Cara/sello

Ayer leí una historia que me hizo recordar algo que había vivido. Mi historia y la que leí eran caras de una misma moneda, diferentes, pero relacionadas.

La contracara de mi historia, iba así: la mujer, la narradora, está en Nueva York, pleno invierno. Se sube a un colectivo, rebosante de gente que vuelve del trabajo, con frío y cansada. Se puede sentir la tensión en el ambiente, nadie mira a nadie, cada uno refugiado en su propio cuerpo, con sus propias preocupaciones y problemas. Se sube una mujer embarazada y todos fingen no verla para no cederle la silla. De pronto, el conductor habla por el altavoz (no sabía que en Nueva York los buses tenían altavoz). Y dice algo así: "Buenas tardes, por sus caras sé que han tenido un día difícil, así que les hago una propuesta. En cada parada voy a extender mi mano y, quienes deseen hacerlo, pueden poner en ella todos sus problemas, así no tienen que cargar con ellos a casa. Al final del recorrido del colectivo voy a pasar por el río Hudson, ahí voy a arrojar todos los problemas que recoja esta tarde". Todos en el colectivo se miran extrañados y después, sonríen. Al llegar a cada parada, el hombre extiende su mano y cada pasajero hace el ademán de entregarle sus problemas. Parece un acto con poco sentido, pero en su simpleza, logra su cometido: la gente se baja con una sonrisa.

Mi historia, el revés de esta, pasó hace unos años. Era uno de esos días de verano pegajoso (si conocen Buenos Aires, saben a qué me refiero). Iba en el colectivo después del trabajo, hacinada, respirando una sopa de alientos y sudores ajenos. En esa entonces trabajaba como camarera en el restaurante de un hotel. Odiaba mi trabajo, odiaba las decisiones que me habían puesto en ese lugar, odiaba mi vida. Y hacía muchísimo calor. El colectivo se movía lento, no corría aire por las ventanillas, los pasajeros éramos un cúmulo de malas caras a punto de explotar y el conductor estaba en modo patán: en cada parada, nos gritaba de mala manera para que nos acomodáramos mejor y nos apelmazáramos un poco más, mientras los que se empeñaban en subir, empujaban.
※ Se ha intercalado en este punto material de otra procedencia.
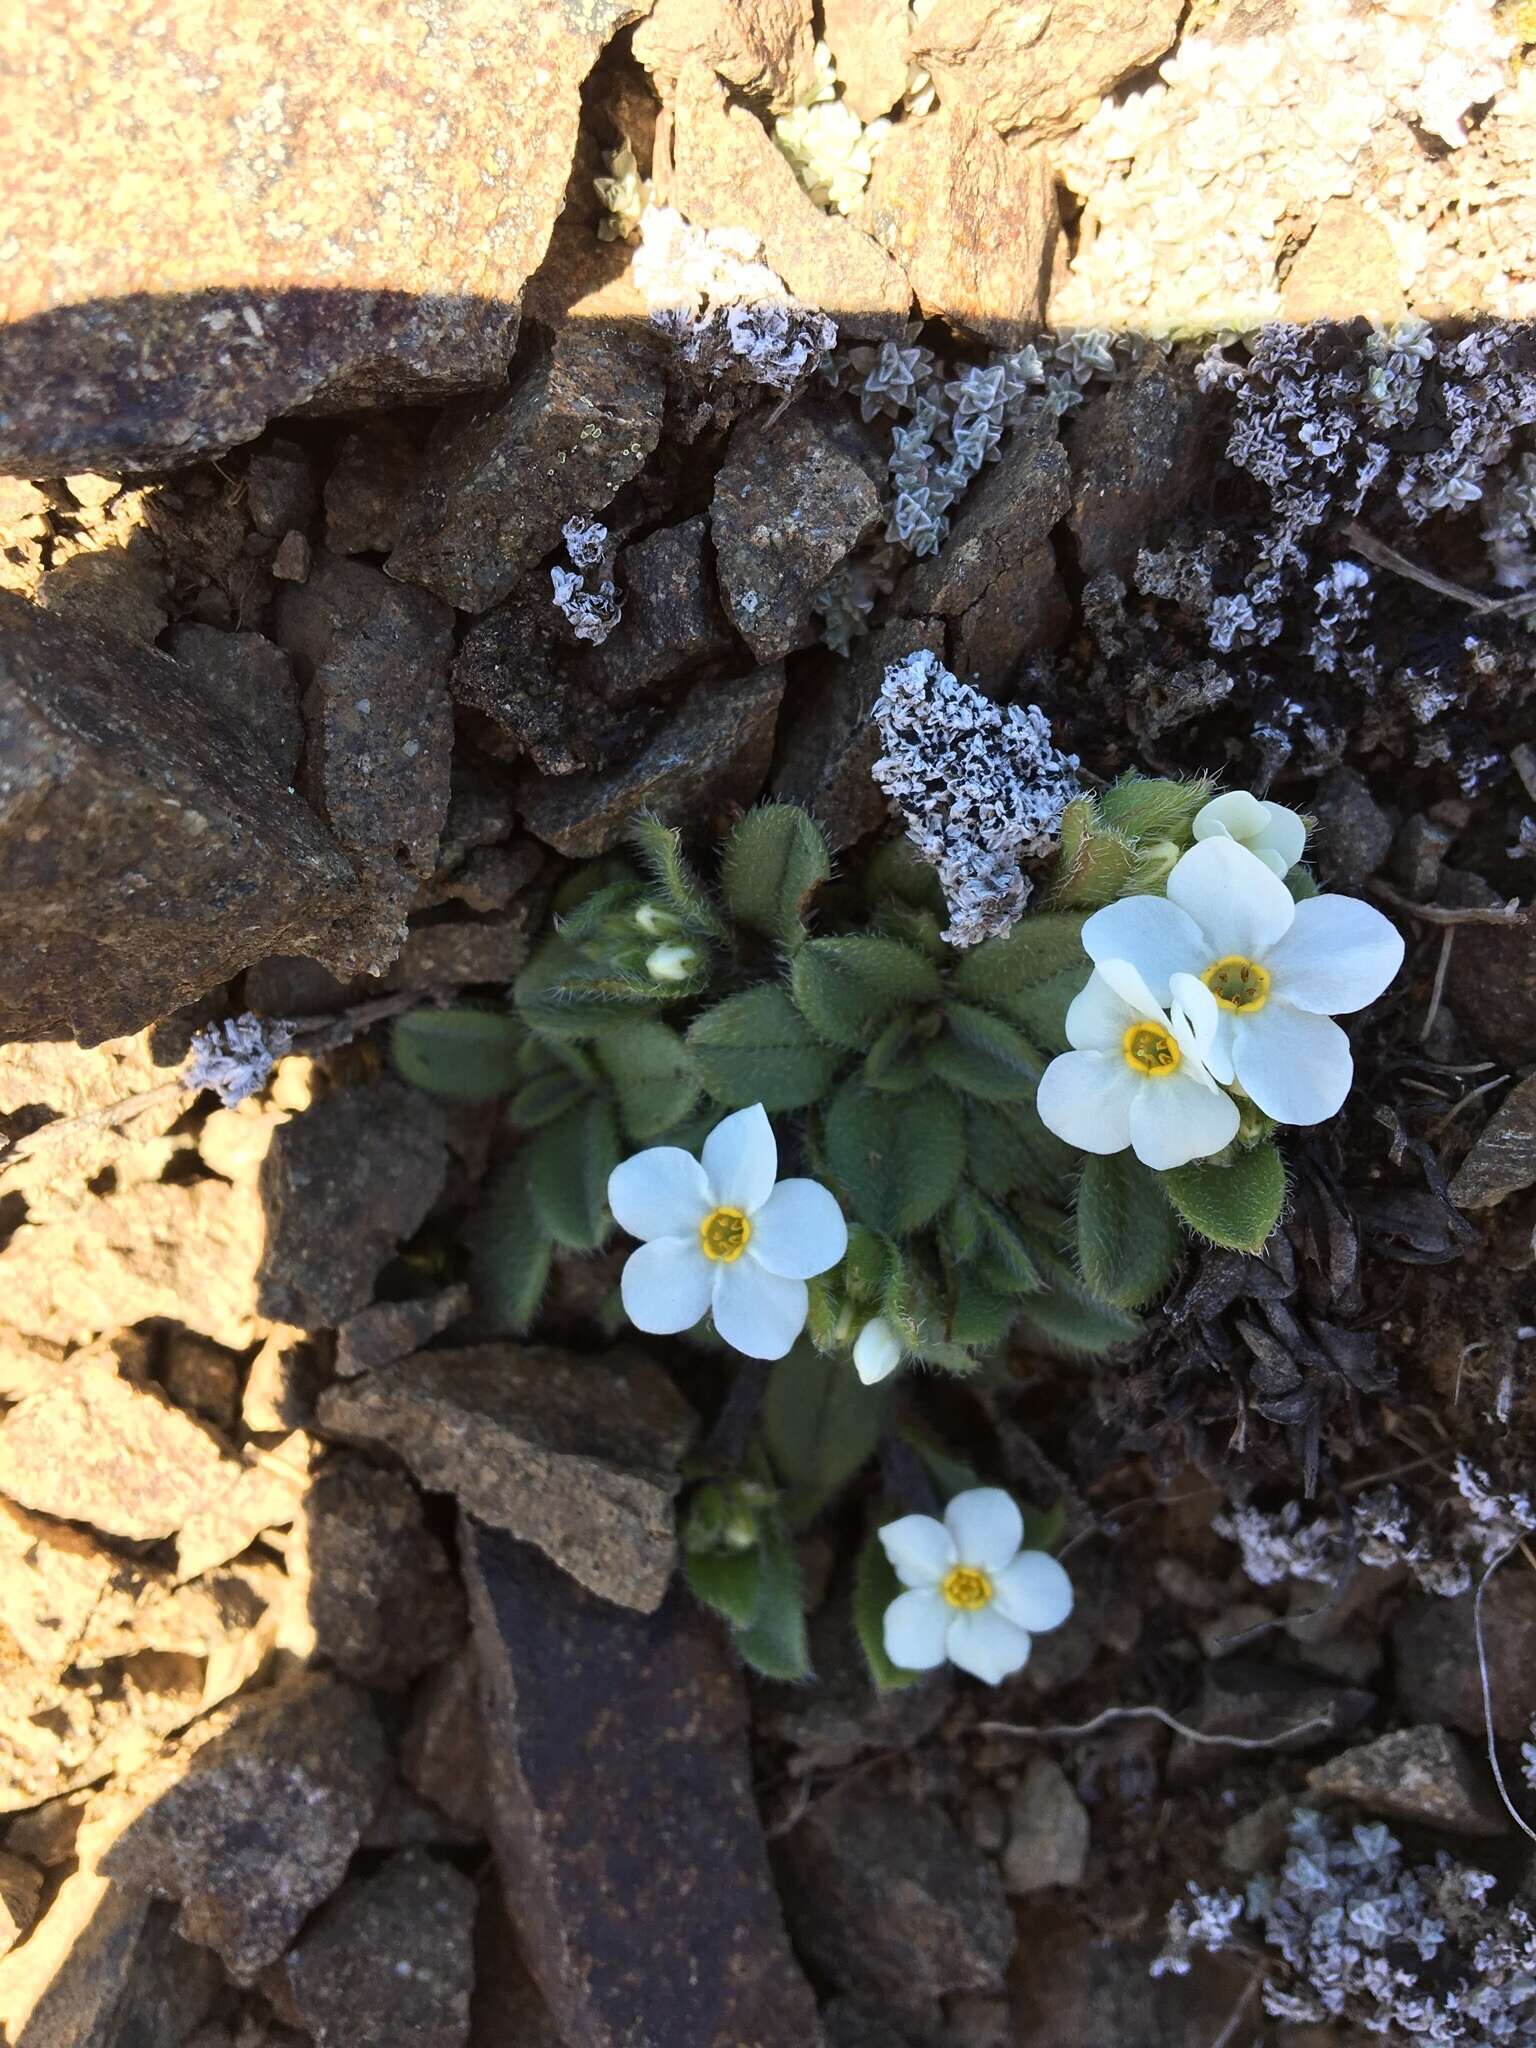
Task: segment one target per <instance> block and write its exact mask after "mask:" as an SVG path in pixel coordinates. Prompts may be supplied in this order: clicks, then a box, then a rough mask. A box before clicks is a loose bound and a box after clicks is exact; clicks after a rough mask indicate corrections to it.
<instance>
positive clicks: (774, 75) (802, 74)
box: [633, 0, 905, 113]
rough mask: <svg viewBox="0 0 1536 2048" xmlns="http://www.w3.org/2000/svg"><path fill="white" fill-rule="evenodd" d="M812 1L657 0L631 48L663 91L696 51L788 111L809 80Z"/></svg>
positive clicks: (741, 91) (778, 109)
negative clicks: (708, 2) (707, 5)
mask: <svg viewBox="0 0 1536 2048" xmlns="http://www.w3.org/2000/svg"><path fill="white" fill-rule="evenodd" d="M903 27H905V23H903ZM811 43H813V27H811V0H711V4H709V6H700V4H698V0H655V6H653V8H651V10H649V14H647V18H645V20H643V23H639V27H637V29H635V39H633V51H635V57H637V59H639V61H641V63H643V66H645V70H647V72H651V76H653V78H655V82H657V86H662V88H664V90H670V88H672V86H674V84H676V82H678V74H680V72H682V70H684V66H686V63H688V59H690V57H694V59H700V61H702V63H707V66H709V68H711V70H713V72H719V74H721V78H729V80H731V84H733V86H735V88H737V90H739V92H745V94H748V96H750V98H766V100H768V104H770V106H772V109H774V111H780V113H782V111H784V109H786V106H793V104H795V100H797V98H799V96H801V92H805V88H807V86H809V84H811V76H813V63H811ZM897 90H901V88H897Z"/></svg>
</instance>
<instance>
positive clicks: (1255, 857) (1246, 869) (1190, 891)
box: [1167, 840, 1296, 975]
mask: <svg viewBox="0 0 1536 2048" xmlns="http://www.w3.org/2000/svg"><path fill="white" fill-rule="evenodd" d="M1167 895H1169V901H1174V903H1178V905H1180V909H1184V911H1188V913H1190V918H1194V922H1196V924H1198V926H1200V930H1202V932H1204V938H1206V944H1204V952H1202V956H1200V961H1198V963H1196V965H1194V969H1192V971H1194V973H1196V975H1198V973H1200V969H1202V967H1210V963H1212V961H1214V958H1223V956H1225V954H1229V952H1237V954H1241V956H1243V958H1245V961H1253V958H1257V956H1260V954H1264V952H1268V950H1270V946H1272V944H1274V942H1276V940H1278V938H1280V936H1282V934H1284V932H1288V930H1290V920H1292V918H1294V915H1296V905H1294V901H1292V899H1290V891H1288V889H1286V885H1284V883H1282V881H1280V877H1278V874H1270V870H1268V868H1266V866H1264V862H1262V860H1260V858H1257V854H1249V850H1247V848H1245V846H1239V844H1237V840H1200V844H1198V846H1192V848H1190V850H1188V854H1184V858H1182V860H1178V862H1176V864H1174V872H1171V874H1169V877H1167ZM1182 965H1184V963H1182V961H1180V967H1182Z"/></svg>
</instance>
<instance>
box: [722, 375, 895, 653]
mask: <svg viewBox="0 0 1536 2048" xmlns="http://www.w3.org/2000/svg"><path fill="white" fill-rule="evenodd" d="M768 420H770V416H766V414H754V416H752V418H750V420H743V422H741V424H739V426H737V428H735V432H733V436H731V446H729V453H727V457H725V463H723V467H721V471H719V475H717V477H715V500H713V506H711V516H709V524H711V535H713V539H715V559H717V563H719V578H721V594H723V598H725V608H727V610H729V614H731V621H733V623H735V629H737V633H741V637H743V639H745V643H748V645H750V647H752V651H754V653H756V655H758V659H760V662H776V659H778V657H780V655H784V653H788V651H791V649H795V647H805V645H809V641H813V639H815V637H817V625H815V621H813V616H811V600H813V598H815V594H817V592H819V590H821V586H823V584H825V580H827V578H829V575H831V571H834V569H836V567H838V565H840V563H842V561H846V559H848V555H852V551H854V549H856V547H858V543H860V541H864V539H866V537H868V535H870V532H872V528H874V526H877V522H879V518H881V494H879V492H877V487H874V481H872V479H870V475H868V473H866V471H864V467H862V465H860V463H858V461H854V457H852V455H848V453H844V449H842V446H840V444H838V440H834V438H831V434H827V432H825V430H823V428H821V426H819V424H817V420H815V414H813V412H809V410H807V408H805V406H795V408H793V410H791V412H788V414H786V416H784V418H782V420H778V418H772V424H768Z"/></svg>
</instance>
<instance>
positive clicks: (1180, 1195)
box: [1157, 1139, 1286, 1251]
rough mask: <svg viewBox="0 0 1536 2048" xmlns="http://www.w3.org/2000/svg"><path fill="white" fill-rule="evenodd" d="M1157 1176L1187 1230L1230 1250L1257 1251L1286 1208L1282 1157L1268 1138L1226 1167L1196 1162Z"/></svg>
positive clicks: (1233, 1161) (1285, 1194)
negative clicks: (1181, 1218)
mask: <svg viewBox="0 0 1536 2048" xmlns="http://www.w3.org/2000/svg"><path fill="white" fill-rule="evenodd" d="M1157 1180H1159V1184H1161V1188H1163V1192H1165V1194H1167V1200H1169V1202H1171V1204H1174V1208H1176V1210H1178V1212H1180V1217H1182V1219H1184V1221H1186V1223H1188V1225H1190V1229H1192V1231H1196V1233H1198V1235H1200V1237H1206V1239H1208V1241H1210V1243H1212V1245H1225V1247H1227V1249H1229V1251H1262V1249H1264V1245H1266V1243H1268V1237H1270V1231H1272V1229H1274V1227H1276V1223H1278V1221H1280V1210H1282V1208H1284V1206H1286V1167H1284V1159H1282V1157H1280V1151H1278V1149H1276V1147H1274V1145H1272V1143H1268V1139H1266V1143H1264V1145H1253V1149H1251V1151H1245V1153H1237V1157H1235V1159H1233V1163H1231V1165H1210V1163H1206V1161H1196V1163H1194V1165H1180V1167H1174V1171H1171V1174H1159V1176H1157Z"/></svg>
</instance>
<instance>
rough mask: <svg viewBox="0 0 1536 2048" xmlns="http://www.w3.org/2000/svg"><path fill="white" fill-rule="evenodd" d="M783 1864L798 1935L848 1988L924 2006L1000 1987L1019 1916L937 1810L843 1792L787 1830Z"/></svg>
mask: <svg viewBox="0 0 1536 2048" xmlns="http://www.w3.org/2000/svg"><path fill="white" fill-rule="evenodd" d="M778 1868H780V1890H782V1898H784V1913H786V1919H788V1925H791V1933H793V1935H795V1942H797V1946H799V1950H801V1954H805V1956H807V1958H809V1962H811V1964H813V1966H815V1968H817V1970H821V1972H823V1974H825V1976H827V1978H829V1982H831V1985H836V1987H838V1989H840V1991H854V1993H864V1995H868V1997H895V1999H899V2001H907V2003H918V2001H924V1999H942V1997H946V1995H948V1993H954V1991H997V1989H1001V1982H1004V1976H1006V1972H1008V1964H1010V1960H1012V1956H1014V1946H1016V1942H1018V1935H1016V1931H1014V1915H1012V1911H1010V1907H1008V1898H1006V1894H1004V1888H1001V1884H999V1880H997V1872H995V1870H993V1866H991V1864H989V1862H987V1858H983V1855H981V1853H979V1851H977V1849H973V1847H971V1845H969V1843H967V1841H963V1839H961V1835H958V1833H956V1829H954V1827H952V1823H950V1821H948V1819H946V1817H944V1815H942V1812H940V1810H938V1808H936V1806H913V1804H911V1800H903V1798H893V1796H887V1794H883V1792H868V1790H864V1788H848V1790H846V1792H834V1794H831V1796H829V1798H821V1800H817V1802H815V1804H813V1806H811V1810H809V1812H807V1815H805V1819H803V1821H801V1823H799V1827H795V1829H791V1833H788V1835H784V1839H782V1843H780V1847H778Z"/></svg>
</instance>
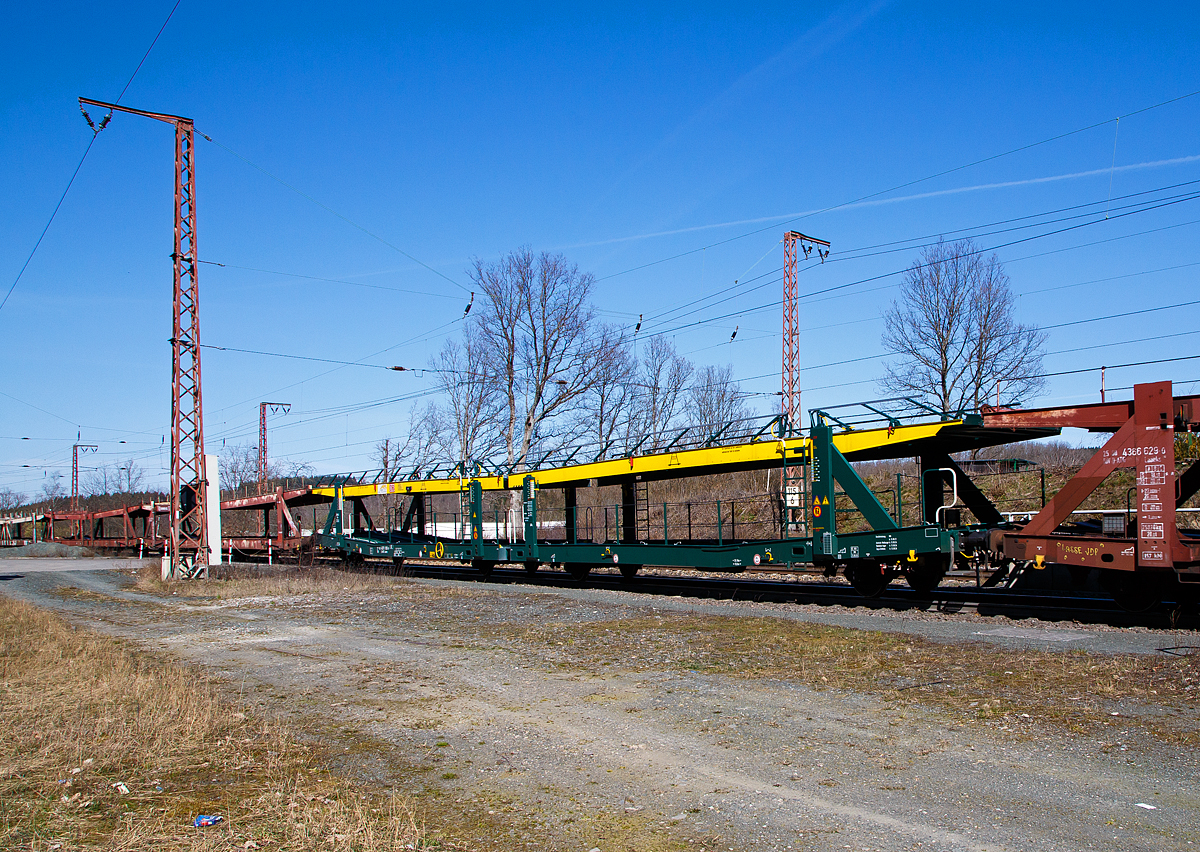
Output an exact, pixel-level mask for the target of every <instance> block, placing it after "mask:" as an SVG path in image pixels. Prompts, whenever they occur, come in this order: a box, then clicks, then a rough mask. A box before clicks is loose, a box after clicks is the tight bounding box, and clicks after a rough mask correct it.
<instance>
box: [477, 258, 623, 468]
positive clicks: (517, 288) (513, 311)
mask: <svg viewBox="0 0 1200 852" xmlns="http://www.w3.org/2000/svg"><path fill="white" fill-rule="evenodd" d="M470 276H472V280H473V281H474V282H475V286H476V287H479V289H480V292H482V294H484V305H482V310H481V311H480V313H479V314H478V319H476V320H475V323H474V326H475V329H476V330H478V332H479V335H480V338H481V340H482V341H484V342H485V344H486V353H487V361H488V365H490V366H488V370H490V376H491V380H492V382H494V383H496V386H497V389H498V392H499V395H500V406H502V410H503V416H504V425H503V440H504V451H505V455H506V458H508V462H509V466H510V467H511V468H514V469H516V470H521V469H523V467H524V464H526V460H527V458H528V456H529V451H530V449H532V448H533V446H534V444H535V443H542V442H547V440H552V439H553V438H554V437H556V436H553V434H551V431H550V428H548V427H550V425H551V424H552V421H553V419H554V418H556V416H557V415H559V414H562V413H564V412H566V410H569V409H570V408H572V407H574V404H576V401H577V400H578V398H580V397H582V396H583V395H584V394H587V392H588V391H589V390H590V389H592V388H593V385H594V384H595V373H594V370H593V367H594V366H595V364H596V362H598V361H599V360H600V359H601V356H604V355H605V354H606V352H605V346H607V343H608V341H607V338H606V336H605V335H604V334H599V332H600V330H601V329H600V323H598V322H596V318H595V310H594V308H593V307H592V304H590V301H589V300H590V295H592V287H593V284H594V283H595V278H594V277H593V276H592V275H590V274H587V272H580V270H578V268H577V266H575V265H574V264H570V263H568V260H566V258H564V257H563V256H562V254H550V253H546V252H542V253H541V254H538V256H534V253H533V251H532V250H529V248H520V250H517V251H514V252H511V253H509V254H508V256H506V257H504V258H503V259H500V260H499V262H497V263H492V264H485V263H484V262H482V260H476V262H475V265H474V268H473V270H472V271H470Z"/></svg>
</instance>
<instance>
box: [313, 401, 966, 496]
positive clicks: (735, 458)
mask: <svg viewBox="0 0 1200 852" xmlns="http://www.w3.org/2000/svg"><path fill="white" fill-rule="evenodd" d="M959 425H961V421H959V420H954V421H950V422H935V424H918V425H914V426H898V427H896V428H894V430H890V431H889V430H886V428H877V430H865V431H862V432H842V433H841V434H835V436H834V438H833V443H834V446H836V448H838V450H839V451H840V452H841V454H842V455H845V456H852V455H854V454H856V452H864V451H866V450H875V449H878V448H881V446H898V448H899V446H901V445H904V444H906V443H908V442H913V440H920V439H923V438H930V437H934V436H936V434H937V433H938V432H941V431H942V430H943V428H946V427H947V426H959ZM808 444H809V439H808V438H791V439H788V440H786V442H785V440H760V442H755V443H751V444H732V445H730V446H708V448H702V449H698V450H682V451H679V452H659V454H655V455H648V456H628V457H624V458H611V460H606V461H601V462H584V463H581V464H569V466H566V467H560V468H546V469H544V470H532V472H529V475H530V476H533V478H534V481H536V484H538V486H539V487H562V486H565V485H572V484H576V485H578V484H586V482H588V481H589V480H593V479H601V480H602V479H608V480H611V479H616V478H622V476H630V475H637V476H642V478H643V479H666V478H674V476H684V475H688V472H689V470H691V472H695V475H700V474H702V473H718V472H720V470H730V472H732V470H739V469H755V468H763V467H769V466H770V463H772V462H780V460H781V457H782V454H784V451H785V450H786V452H787V455H788V458H794V457H798V456H799V455H800V454H802V452H803V450H804V449H805V448H806V446H808ZM896 455H898V456H899V455H902V454H901V452H896ZM524 475H526V474H523V473H517V474H512V475H511V476H509V484H508V486H506V487H508V490H516V488H520V487H521V481H522V480H523V479H524ZM469 481H470V480H469V479H461V480H460V479H457V478H456V479H413V480H402V481H398V482H379V484H377V485H348V486H346V488H344V494H346V497H372V496H376V494H445V493H455V492H458V491H462V490H464V488H466V487H467V484H468V482H469ZM479 482H480V485H482V486H484V491H504V490H505V485H504V478H503V476H480V478H479ZM312 492H313V493H314V494H324V496H328V497H332V496H334V488H332V487H326V488H313V490H312Z"/></svg>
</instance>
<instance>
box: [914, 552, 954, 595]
mask: <svg viewBox="0 0 1200 852" xmlns="http://www.w3.org/2000/svg"><path fill="white" fill-rule="evenodd" d="M946 563H947V559H946V557H943V556H941V554H929V553H926V554H925V556H920V557H918V558H917V562H914V563H906V564H905V568H904V578H905V582H906V583H908V588H911V589H912V590H913V592H917V593H918V594H923V595H928V594H929V593H931V592H932V590H934V589H936V588H937V584H938V583H941V582H942V577H944V576H946Z"/></svg>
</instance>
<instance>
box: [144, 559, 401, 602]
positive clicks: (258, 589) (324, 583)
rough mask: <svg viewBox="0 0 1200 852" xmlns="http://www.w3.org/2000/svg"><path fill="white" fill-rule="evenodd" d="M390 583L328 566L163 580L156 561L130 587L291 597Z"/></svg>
mask: <svg viewBox="0 0 1200 852" xmlns="http://www.w3.org/2000/svg"><path fill="white" fill-rule="evenodd" d="M394 586H396V578H395V577H391V576H388V575H376V574H354V572H350V571H335V570H331V569H328V568H304V569H299V568H296V569H292V570H289V571H284V572H280V574H276V575H272V576H244V577H242V576H233V577H230V578H228V580H209V581H199V582H197V581H176V582H163V581H162V575H161V572H160V569H158V568H157V566H156V565H148V566H144V568H143V569H142V570H140V571H139V572H138V578H137V582H136V583H134V588H137V589H138V590H139V592H145V593H149V594H155V595H172V594H174V595H186V596H192V598H217V599H232V598H252V596H257V595H271V596H284V598H294V596H296V595H316V594H329V593H335V592H353V593H362V592H383V590H386V589H390V588H392V587H394Z"/></svg>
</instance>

Una lata de sardinas con sobrecupo. En una de esas tantas gritadas y empujadas, explotó mi cable a tierra: "¿Qué es lo que creés? No estás transportando vacas, ¡pelotudo!", grité desde el medio del colectivo, en mi mejor acento porteño. Y ahí se armó. Mi queja desató otras voces de protesta. Desencajadas, sudorosas y agresivas, las puteaban cruzaban de un lado a otro hasta que el colectivero amenazó con bajarse y no llevarnos a ningún lado. Me callé. Todos nos callamos. Pensé que si terminaban linchando al conductor iba a ser por culpa mía y un par de cuadras después me bajé, sorprendida de mi propio poder para engendrar el caos.

Cuando leí la historia ayer no podía dejar de pensar en mi anécdota de hace años, en lo simple que puede ser prender una mecha y hacer estallar todo por los aires, y en las pocas veces que se me ha ocurrido lo contrario. Regalar una sonrisa, un buen gesto, un poco de calma, no es tarea fácil. Pero estaría bueno intentarlo.